Monday 19 September 2016

U.S. Money Supply Growth Picks Up Speed, Vastly Outpacing Savings Growth

The year on year money supply growth rate has been unprecedentedly stable during the last three years. However, the growth rate has picked up speed to north of 9% during the last three weeks. 



This is great news for those wishing to postpone the inevitable economic correction the artificially low interest rates and vast expansion of the money supply especially since 2009 necessarily will bring about. 



Those hoping for the best will find little support from savings which have fallen far short of money supply growth during especially the last four years. For businesses to produce and for the market to work as efficiently as possible, both require minimum government intervention. Perhaps most important, the market requires the accumulation of savings. 

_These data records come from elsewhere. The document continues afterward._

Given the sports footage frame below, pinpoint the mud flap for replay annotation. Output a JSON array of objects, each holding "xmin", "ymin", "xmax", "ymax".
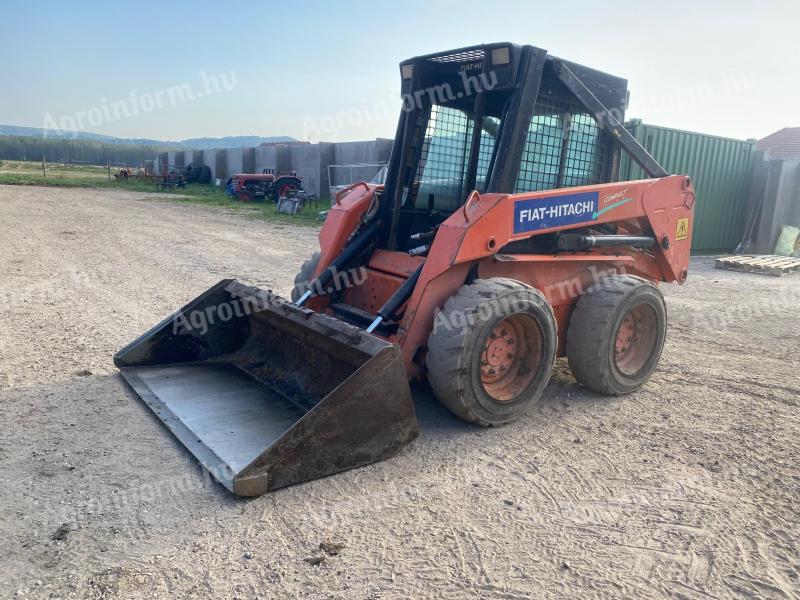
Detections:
[{"xmin": 114, "ymin": 280, "xmax": 419, "ymax": 496}]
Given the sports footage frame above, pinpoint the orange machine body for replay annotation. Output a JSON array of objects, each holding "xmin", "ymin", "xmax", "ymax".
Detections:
[{"xmin": 308, "ymin": 175, "xmax": 695, "ymax": 377}]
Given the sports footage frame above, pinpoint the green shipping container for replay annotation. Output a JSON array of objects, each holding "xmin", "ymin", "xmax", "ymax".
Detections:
[{"xmin": 620, "ymin": 120, "xmax": 756, "ymax": 253}]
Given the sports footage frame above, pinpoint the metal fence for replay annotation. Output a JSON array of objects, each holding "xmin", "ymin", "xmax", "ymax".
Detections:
[{"xmin": 620, "ymin": 120, "xmax": 756, "ymax": 252}]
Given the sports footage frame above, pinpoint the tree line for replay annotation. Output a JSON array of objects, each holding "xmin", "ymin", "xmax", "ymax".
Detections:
[{"xmin": 0, "ymin": 136, "xmax": 167, "ymax": 166}]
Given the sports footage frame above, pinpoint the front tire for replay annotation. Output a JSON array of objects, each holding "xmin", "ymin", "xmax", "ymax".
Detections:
[
  {"xmin": 567, "ymin": 275, "xmax": 667, "ymax": 396},
  {"xmin": 426, "ymin": 277, "xmax": 558, "ymax": 426}
]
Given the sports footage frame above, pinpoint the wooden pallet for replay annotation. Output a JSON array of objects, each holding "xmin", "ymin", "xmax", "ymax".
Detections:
[{"xmin": 714, "ymin": 254, "xmax": 800, "ymax": 277}]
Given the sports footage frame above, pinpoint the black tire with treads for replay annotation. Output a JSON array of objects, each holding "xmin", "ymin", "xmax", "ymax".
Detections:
[
  {"xmin": 567, "ymin": 275, "xmax": 667, "ymax": 396},
  {"xmin": 425, "ymin": 277, "xmax": 557, "ymax": 426}
]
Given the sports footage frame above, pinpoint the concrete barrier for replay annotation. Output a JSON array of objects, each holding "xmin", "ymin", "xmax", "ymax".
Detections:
[
  {"xmin": 288, "ymin": 142, "xmax": 334, "ymax": 198},
  {"xmin": 225, "ymin": 148, "xmax": 246, "ymax": 177},
  {"xmin": 334, "ymin": 138, "xmax": 392, "ymax": 165},
  {"xmin": 185, "ymin": 138, "xmax": 392, "ymax": 191},
  {"xmin": 241, "ymin": 148, "xmax": 258, "ymax": 173}
]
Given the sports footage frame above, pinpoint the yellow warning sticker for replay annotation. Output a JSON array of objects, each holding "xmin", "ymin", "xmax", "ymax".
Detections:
[{"xmin": 675, "ymin": 217, "xmax": 689, "ymax": 240}]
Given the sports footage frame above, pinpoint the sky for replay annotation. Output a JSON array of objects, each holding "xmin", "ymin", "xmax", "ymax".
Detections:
[{"xmin": 0, "ymin": 0, "xmax": 800, "ymax": 142}]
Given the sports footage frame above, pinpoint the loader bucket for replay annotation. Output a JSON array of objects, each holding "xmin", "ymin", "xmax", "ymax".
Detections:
[{"xmin": 114, "ymin": 279, "xmax": 418, "ymax": 496}]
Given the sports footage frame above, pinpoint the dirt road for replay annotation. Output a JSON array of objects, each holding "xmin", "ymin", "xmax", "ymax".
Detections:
[{"xmin": 0, "ymin": 187, "xmax": 800, "ymax": 598}]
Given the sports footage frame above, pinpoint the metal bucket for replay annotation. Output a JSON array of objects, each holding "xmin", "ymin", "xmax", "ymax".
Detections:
[{"xmin": 114, "ymin": 279, "xmax": 419, "ymax": 496}]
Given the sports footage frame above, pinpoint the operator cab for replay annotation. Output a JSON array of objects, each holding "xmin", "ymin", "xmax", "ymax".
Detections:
[{"xmin": 381, "ymin": 43, "xmax": 627, "ymax": 251}]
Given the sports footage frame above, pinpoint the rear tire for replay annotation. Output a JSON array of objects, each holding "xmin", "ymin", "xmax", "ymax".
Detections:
[
  {"xmin": 292, "ymin": 252, "xmax": 319, "ymax": 302},
  {"xmin": 567, "ymin": 275, "xmax": 667, "ymax": 396},
  {"xmin": 426, "ymin": 277, "xmax": 558, "ymax": 426}
]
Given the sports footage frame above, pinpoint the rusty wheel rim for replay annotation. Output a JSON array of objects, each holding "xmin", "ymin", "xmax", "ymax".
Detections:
[
  {"xmin": 614, "ymin": 304, "xmax": 658, "ymax": 377},
  {"xmin": 480, "ymin": 314, "xmax": 544, "ymax": 402}
]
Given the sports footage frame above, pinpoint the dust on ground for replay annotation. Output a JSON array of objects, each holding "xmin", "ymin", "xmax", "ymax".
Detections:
[{"xmin": 0, "ymin": 186, "xmax": 800, "ymax": 598}]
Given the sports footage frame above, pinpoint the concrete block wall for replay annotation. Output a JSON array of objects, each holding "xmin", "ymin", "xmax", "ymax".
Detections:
[
  {"xmin": 182, "ymin": 139, "xmax": 392, "ymax": 192},
  {"xmin": 255, "ymin": 145, "xmax": 292, "ymax": 173},
  {"xmin": 226, "ymin": 148, "xmax": 246, "ymax": 177},
  {"xmin": 203, "ymin": 150, "xmax": 219, "ymax": 183},
  {"xmin": 334, "ymin": 138, "xmax": 392, "ymax": 165},
  {"xmin": 240, "ymin": 148, "xmax": 255, "ymax": 173},
  {"xmin": 183, "ymin": 150, "xmax": 203, "ymax": 167},
  {"xmin": 330, "ymin": 138, "xmax": 392, "ymax": 185},
  {"xmin": 288, "ymin": 142, "xmax": 335, "ymax": 198}
]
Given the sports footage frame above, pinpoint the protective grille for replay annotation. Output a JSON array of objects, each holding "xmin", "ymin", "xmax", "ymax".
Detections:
[
  {"xmin": 514, "ymin": 88, "xmax": 609, "ymax": 193},
  {"xmin": 417, "ymin": 105, "xmax": 472, "ymax": 210},
  {"xmin": 430, "ymin": 48, "xmax": 483, "ymax": 62},
  {"xmin": 475, "ymin": 117, "xmax": 500, "ymax": 190},
  {"xmin": 416, "ymin": 105, "xmax": 499, "ymax": 211}
]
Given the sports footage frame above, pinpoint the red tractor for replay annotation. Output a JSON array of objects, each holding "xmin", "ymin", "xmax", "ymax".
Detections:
[{"xmin": 226, "ymin": 169, "xmax": 303, "ymax": 203}]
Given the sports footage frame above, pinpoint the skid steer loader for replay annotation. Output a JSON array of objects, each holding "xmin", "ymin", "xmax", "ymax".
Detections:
[{"xmin": 115, "ymin": 43, "xmax": 695, "ymax": 496}]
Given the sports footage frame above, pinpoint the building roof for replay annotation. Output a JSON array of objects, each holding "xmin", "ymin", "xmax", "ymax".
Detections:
[{"xmin": 758, "ymin": 127, "xmax": 800, "ymax": 158}]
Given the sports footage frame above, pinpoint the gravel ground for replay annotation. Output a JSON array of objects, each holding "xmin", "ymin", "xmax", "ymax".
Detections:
[{"xmin": 0, "ymin": 186, "xmax": 800, "ymax": 598}]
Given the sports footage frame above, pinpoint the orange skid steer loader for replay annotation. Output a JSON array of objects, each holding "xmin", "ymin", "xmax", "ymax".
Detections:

Contrary to popular opinion, an increase in the quantity of money cannot replace the role of savings. Real savings is the act of producing more than is consumed, thereby freeing up resources which can be allocated to expand future production and consumption. It should be clear that the creation of more money cannot achieve this feat. This is however the path the political "leadership" in the U.S. and most other western countries, and many others too, have pursued for decades. As an increased money supply leads to increased economic instability (as more is invested and consumed than is sustainable) and as increased savings pulls in the opposite direction, the ratio of the two is a forceful indicator of how stable or unstable an economy is. 



More so than ever today based on data since 1975, the ratio signals great economic distortions in the U.S. economy. Sooner or later, these distortions will attempt to correct themselves, bringing about turmoil in the process.